Bien entendu, la façon dont les impôts et taxes sont dépensés doit être prise au sérieux et analysée pour éviter les dépenses inutiles. M. Parizeau ne dit pas autre chose. « L’examen des programmes devrait être fait périodiquement pour savoir s’ils sont efficaces et si on en a pour notre argent », écrit-il.

Je pense aussi que la colonne des revenus doit également attirer notre attention. S’assurer que tout le monde paie sa juste part d’impôt devrait être une préoccupation de nos gouvernements.
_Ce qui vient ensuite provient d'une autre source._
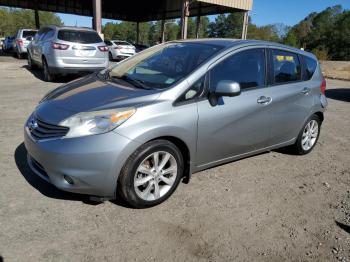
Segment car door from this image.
[37,28,55,60]
[31,28,46,63]
[196,48,270,167]
[268,49,313,145]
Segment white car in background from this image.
[105,40,136,60]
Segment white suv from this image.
[28,26,108,81]
[14,29,38,59]
[105,40,136,60]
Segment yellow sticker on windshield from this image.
[276,55,284,62]
[286,56,294,62]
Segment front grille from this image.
[28,117,69,140]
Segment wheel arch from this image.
[314,111,324,123]
[146,136,191,184]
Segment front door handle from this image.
[256,96,272,105]
[301,87,310,95]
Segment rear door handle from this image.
[256,96,272,105]
[301,87,310,95]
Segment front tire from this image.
[28,53,35,69]
[292,115,322,155]
[117,140,184,208]
[108,52,113,61]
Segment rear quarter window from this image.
[272,50,301,84]
[303,56,317,81]
[57,30,102,44]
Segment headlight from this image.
[59,108,136,138]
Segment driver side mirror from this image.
[209,80,241,106]
[214,80,241,97]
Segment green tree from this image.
[0,8,63,35]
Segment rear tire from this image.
[42,58,55,82]
[108,52,114,61]
[291,115,322,155]
[16,50,22,59]
[117,140,184,208]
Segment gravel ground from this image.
[0,53,350,262]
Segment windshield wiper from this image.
[112,75,150,90]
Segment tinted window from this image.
[210,49,265,90]
[304,56,317,80]
[272,50,301,84]
[110,43,222,88]
[57,30,102,44]
[44,30,55,40]
[113,41,130,45]
[22,31,36,38]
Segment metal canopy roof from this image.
[0,0,253,22]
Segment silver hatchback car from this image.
[28,26,108,81]
[24,39,327,208]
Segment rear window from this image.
[303,56,317,81]
[22,31,37,38]
[57,30,102,44]
[113,41,130,45]
[272,50,301,84]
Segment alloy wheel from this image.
[301,120,319,151]
[134,151,178,201]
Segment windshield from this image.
[57,29,102,44]
[23,31,36,38]
[109,43,222,89]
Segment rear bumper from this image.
[50,67,106,75]
[17,45,27,54]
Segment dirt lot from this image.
[0,53,350,262]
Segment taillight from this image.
[98,45,108,52]
[320,77,327,95]
[51,42,69,50]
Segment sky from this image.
[58,0,350,27]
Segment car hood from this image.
[35,75,161,124]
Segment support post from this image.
[92,0,102,34]
[196,15,201,38]
[181,0,189,39]
[34,0,40,29]
[136,22,140,45]
[160,19,165,43]
[242,12,249,40]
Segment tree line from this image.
[0,7,63,36]
[0,5,350,60]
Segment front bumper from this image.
[24,127,140,197]
[50,67,106,75]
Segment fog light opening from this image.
[63,175,74,185]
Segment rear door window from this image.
[303,56,317,81]
[22,30,37,38]
[272,50,301,84]
[57,29,102,44]
[210,48,265,90]
[43,29,55,41]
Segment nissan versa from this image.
[24,39,327,208]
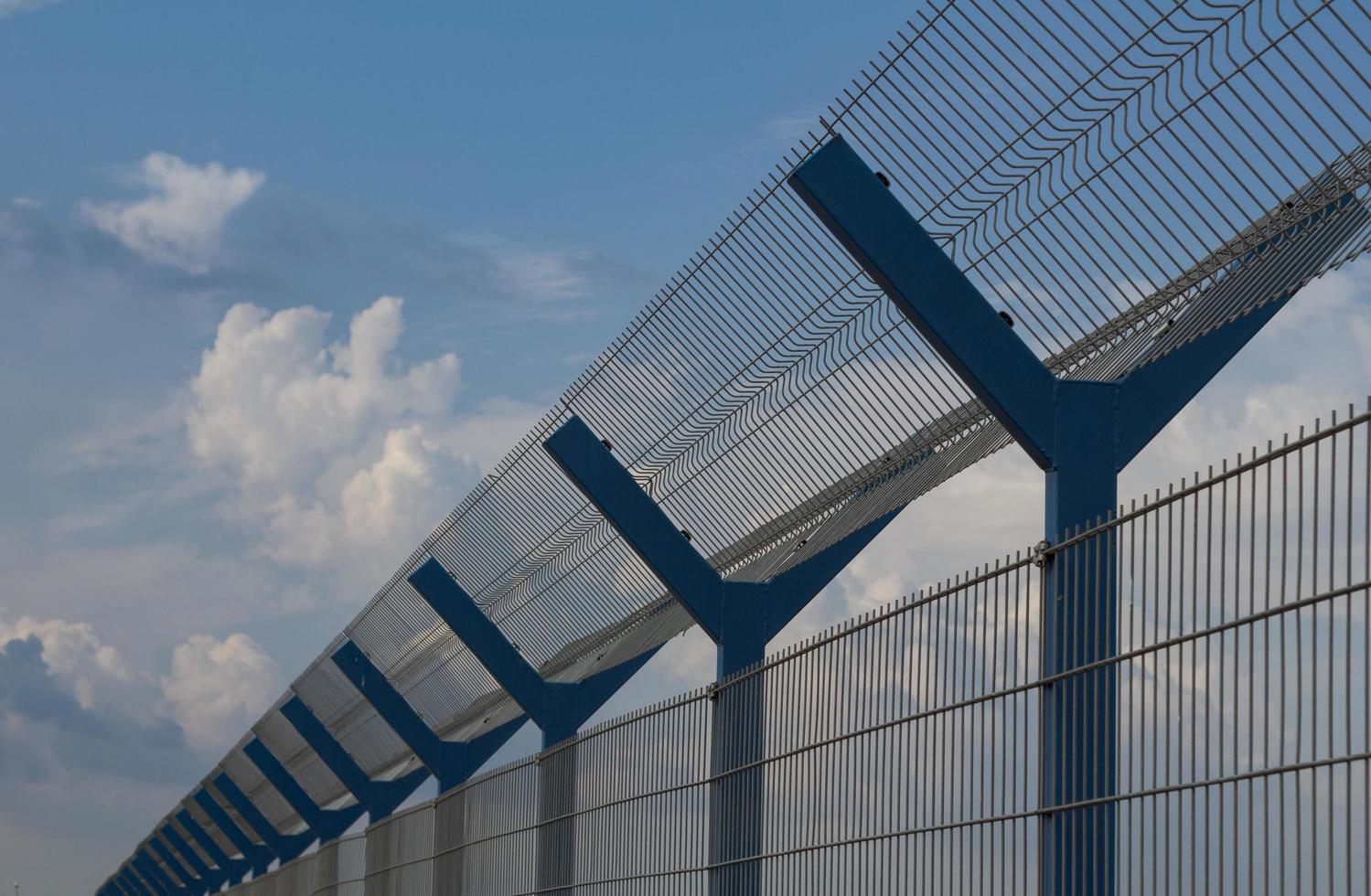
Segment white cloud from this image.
[0,616,132,709]
[455,233,594,302]
[80,152,266,274]
[162,633,280,752]
[187,297,477,567]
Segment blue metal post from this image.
[209,772,314,865]
[789,135,1366,893]
[409,558,656,892]
[281,696,429,825]
[242,737,366,844]
[332,641,524,794]
[192,788,273,880]
[546,417,898,896]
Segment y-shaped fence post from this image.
[546,417,898,896]
[789,135,1366,895]
[410,559,656,892]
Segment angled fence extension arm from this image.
[332,641,524,794]
[133,848,177,896]
[209,772,314,865]
[192,788,274,879]
[176,808,251,884]
[148,835,197,893]
[281,696,429,825]
[242,737,366,844]
[159,822,225,892]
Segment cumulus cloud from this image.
[455,233,598,302]
[162,633,280,752]
[187,296,475,567]
[80,152,266,274]
[0,627,193,785]
[0,616,132,709]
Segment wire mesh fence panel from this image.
[745,555,1038,893]
[434,758,539,896]
[366,802,434,896]
[1052,409,1371,893]
[551,689,717,896]
[273,852,318,896]
[179,404,1371,896]
[310,833,366,896]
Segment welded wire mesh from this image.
[434,758,539,896]
[264,3,1371,833]
[114,0,1371,877]
[314,833,366,896]
[366,803,434,896]
[219,403,1371,895]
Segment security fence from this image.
[213,404,1371,896]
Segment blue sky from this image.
[0,0,1371,893]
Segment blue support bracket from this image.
[242,737,366,844]
[544,417,723,644]
[281,696,429,825]
[192,788,274,880]
[209,772,314,865]
[789,137,1057,468]
[332,641,524,794]
[133,848,177,896]
[176,808,251,884]
[539,416,916,896]
[544,416,910,678]
[410,558,651,748]
[159,822,219,892]
[148,835,206,893]
[789,135,1367,893]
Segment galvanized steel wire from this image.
[106,0,1371,882]
[213,401,1371,896]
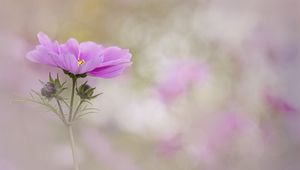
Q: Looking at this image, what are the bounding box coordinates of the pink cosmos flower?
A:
[26,32,132,78]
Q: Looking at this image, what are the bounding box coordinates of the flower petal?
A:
[37,32,59,54]
[89,62,132,78]
[103,47,131,63]
[26,45,58,66]
[78,57,102,74]
[54,53,78,74]
[60,38,79,58]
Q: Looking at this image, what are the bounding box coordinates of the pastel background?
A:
[0,0,300,170]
À cet égard, je constate qu’on parle de plus en plus de l’évasion fiscale. Reste à savoir si on va dépasser le discours et passer aux actes. Car, de l’avis général, c’est là que se trouve la solution aux déficits budgétaires et le règlement de la dette de nos États.


Du comptable à l’économiste

Dans la conclusion de ses deux articles, le comptable Parizeau cède la place à l’économiste Parizeau. Il écrit qu’il faut « se débarrasser de cette hantise comptable qui paralyse » pour aborder « les vrais problèmes économiques du Québec : sa croissance économique trop lente, la sérieuse détérioration de sa balance des échanges extérieurs, la faible productivité d’un trop grand nombre de ses entreprises, les insuffisances de la formation professionnelle et technique ».

Encore là, je suis d’accord avec lui. Mais j’ajouterais que le développement économique du Québec doit être accompagné d’une réelle politique de plein emploi, avec des conditions de travail décentes, et des lois qui protègent les travailleurs.

Ne jamais oublier que les travailleurs sont plus qu’une composante d’un système de production. Ils sont des citoyens qui méritent le respect et une sécurité physique, psychique et financière dans leur quotidien.